An HLA Class II Region Restriction Fragment Length Polymorphism (RFLP) in Patients with Dermatitis Herpetiformis: Association with HLA-DP Phenotype

• Published in: Journal of investigative dermatology Vol. 95; no. 2; pp. 172 - 177
• Main Authors: Hall, Russell P, Ward, Frances E, Wenstrup, Richard J
• Format: Journal Article
• Language: English
• Published: Danvers, MA Elsevier Inc 01.08.1990; Nature Publishing
• Subjects: Biological and medical sciences; Bullous diseases of the skin; Celiac disease; Cell Line; Data processing; Dermatitis herpetiformis; Dermatitis Herpetiformis - genetics; Dermatitis Herpetiformis - immunology; Dermatology; DNA; DNA - genetics; DNA - isolation & purification; Family studies; Female; Genes, MHC Class II; genomics; Haplotypes; Histocompatibility antigen HLA; HLA-DP Antigens - genetics; HLA-DQ Antigens - genetics; HLA-DR Antigens - genetics; Humans; Male; Medical sciences; Pedigree; Phenotype; Polymorphism, Restriction Fragment Length; Restriction fragment length polymorphism; HLA-System; Dermatitis herpetiformis; Restriction fragment length polymorphism
• ISSN: 0022-202X; 1523-1747
• DOI: 10.1111/1523-1747.ep12477943

Dermatitis herpetiformis (DH) is characterized in part by an associated gluten-sensitive enteropathy (GSE), and a strong association with the HLA antigens HLA-A1, -B8, -DR3, and -DQw2, essentially identical to that seen in patients with isolated GSE (celiac disease).
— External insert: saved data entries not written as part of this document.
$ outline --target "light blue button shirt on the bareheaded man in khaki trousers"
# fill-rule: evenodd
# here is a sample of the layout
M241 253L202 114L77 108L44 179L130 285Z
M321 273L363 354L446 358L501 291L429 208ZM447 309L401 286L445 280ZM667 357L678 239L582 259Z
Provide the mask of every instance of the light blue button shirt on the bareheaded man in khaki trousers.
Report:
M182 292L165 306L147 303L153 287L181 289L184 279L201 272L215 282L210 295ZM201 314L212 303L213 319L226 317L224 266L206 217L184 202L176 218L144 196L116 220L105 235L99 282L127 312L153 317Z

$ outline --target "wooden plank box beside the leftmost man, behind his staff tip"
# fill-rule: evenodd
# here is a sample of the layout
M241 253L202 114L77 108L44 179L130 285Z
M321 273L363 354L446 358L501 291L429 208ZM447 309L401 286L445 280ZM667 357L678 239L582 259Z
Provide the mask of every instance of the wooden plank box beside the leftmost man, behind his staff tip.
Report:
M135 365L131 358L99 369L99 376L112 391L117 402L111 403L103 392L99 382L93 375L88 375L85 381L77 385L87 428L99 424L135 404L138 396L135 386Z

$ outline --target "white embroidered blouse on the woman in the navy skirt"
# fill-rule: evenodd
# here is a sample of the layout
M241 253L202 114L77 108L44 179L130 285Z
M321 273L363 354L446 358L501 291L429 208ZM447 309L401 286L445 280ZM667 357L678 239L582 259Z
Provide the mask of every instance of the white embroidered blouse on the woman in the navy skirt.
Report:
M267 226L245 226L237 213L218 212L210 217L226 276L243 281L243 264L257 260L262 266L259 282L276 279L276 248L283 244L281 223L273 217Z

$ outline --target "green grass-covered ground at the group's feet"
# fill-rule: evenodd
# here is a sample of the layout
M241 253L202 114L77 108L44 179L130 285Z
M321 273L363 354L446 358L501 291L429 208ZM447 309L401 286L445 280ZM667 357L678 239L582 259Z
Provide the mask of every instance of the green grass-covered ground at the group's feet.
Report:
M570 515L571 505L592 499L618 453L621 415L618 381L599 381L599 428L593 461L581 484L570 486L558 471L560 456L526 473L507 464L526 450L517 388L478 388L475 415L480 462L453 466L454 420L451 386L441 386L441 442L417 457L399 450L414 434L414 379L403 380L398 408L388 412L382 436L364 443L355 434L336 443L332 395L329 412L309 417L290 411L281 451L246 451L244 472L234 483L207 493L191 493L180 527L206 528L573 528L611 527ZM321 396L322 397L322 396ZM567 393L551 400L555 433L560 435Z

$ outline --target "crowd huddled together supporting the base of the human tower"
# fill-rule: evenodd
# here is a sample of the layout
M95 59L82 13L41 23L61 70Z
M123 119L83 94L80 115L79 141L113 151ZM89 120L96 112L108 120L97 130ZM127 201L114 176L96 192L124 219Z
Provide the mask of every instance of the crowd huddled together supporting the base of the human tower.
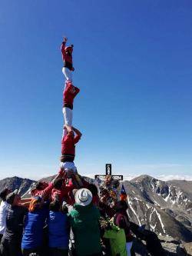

A 4.0-kb RsaI RFLP has been identified using a DQ β-chain cDNA and localized to the HLA-DP β-chain region. This RFLP has been found more frequently in patients with isolated GSE than in normal HLA matched controls. We have analyzed genomic DNA from 24 patients with DH and 15 HLA-matched controls to determine if this 4.0-kb RsaI RFLP was present in patients with DH. Twenty-one of 24 (87%) of patients with DH were found to have this RFLP as compared to 7 of 10 (70%) HLA-DR3, -DQw2 matched control subjects (p = 0.23). Thus, the 4.0-kb RsaI RFLP detected in patients with isolated GSE is also present in patients with DH; however, its frequency in DH patients does not differ significantly from that of HLA matched controls. Family studies of patients with DH revealed that although the 4.0-kb RsaI RFLP segregated with the HLA-A1, -B8, -DR3, -DQw2 haplotype in one family, it did not segregate with this disease-associated haplotype in two other families. In both patient and control populations, this RFLP was associated with HLA-DPw1 or -DPw3 phenotypes; 25 of 26 (96%) HLA-DPw1 or -DPw3 subjects were found to have this RFLP compared to only 1 of 6 (17%) who did not express HLA-DPw1 or -DPw3 (pc = 0.0009). These population and family data suggest that this 4.0-kb RsaI RFLP is primarily associated with the HLA- DPw1, -DPw3 phenotype, rather than the clinical manifestations of DH. These data further document that the strongest association of DH with HLA antigens remains with HLA-DQw2 and FILA-DR3 antigens.